News

ARCHIVIO NEWS

Torna all'elenco
13/03/2018 18.54 - RADIOCOR
Consiglio Stato: Adriatico, bocciati ricorsi contro prospezione con tecnica air-gun -2-

(Il Sole 24 Ore Radiocor Plus) - Roma, 13 mar - L'art. 5, comma 1, del Dl 22 giugno 2012, n. 83, modificando l'art. 6, comma 17, Dlgs 3 aprile 2006, n. 152, ricorda la decisione, ha previsto che tutte le attivita' di prospezione di porzioni di mare geofisica dovevano essere eseguite all'esterno di una fascia di rispetto di 12 miglia marine da tutte le aree marine e costiere protette.
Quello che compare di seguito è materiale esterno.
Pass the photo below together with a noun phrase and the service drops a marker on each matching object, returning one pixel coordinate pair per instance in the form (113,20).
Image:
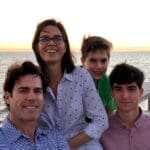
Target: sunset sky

Inoltre, chiarisce il Collegio, 'per gli interventi soggetti a valutazione di impatto ambientale statale il parere regionale e' meramente consultivo e collaborativo e non vincolante ed e' quindi reso ai soli fini istruttori, con la conseguenza che lo stesso non e' ostativo al rilascio del provvedimento di compatibilita' ambientale da parte della competente amministrazione statale, dovendosi escludere la sussistenza di 'un potere di codecisione della Regione'. Inoltre, l'articolo 6, comma 2, l. 9 gennaio 1991, n. 9 - secondo cui nelle porzioni di mare 'l'area del permesso di ricerca deve essere tale da consentire il razionale sviluppo del programma di ricerca e non puo' comunque superare l'estensione di 750 chilometri quadrati' - non si estende all'attivita' di prospezione, stante la netta differenza tra le due attivita'. Ad avviso della Sezione infatti le attivita' di 'prospezione' e 'ricerca' presentano una distinzione determinante laddove quest'ultima, a differenza della prima, implica potenzialmente l'esercizio di attivita' di perforazioni meccaniche. La possibile incidenza della perforazione sul territorio, e la rilevanza delle relative conseguenze su di esso, dunque, legittimano e fanno ritenere pienamente giustificato il differente trattamento normativo rispetto all'attivita' di mera prospezione.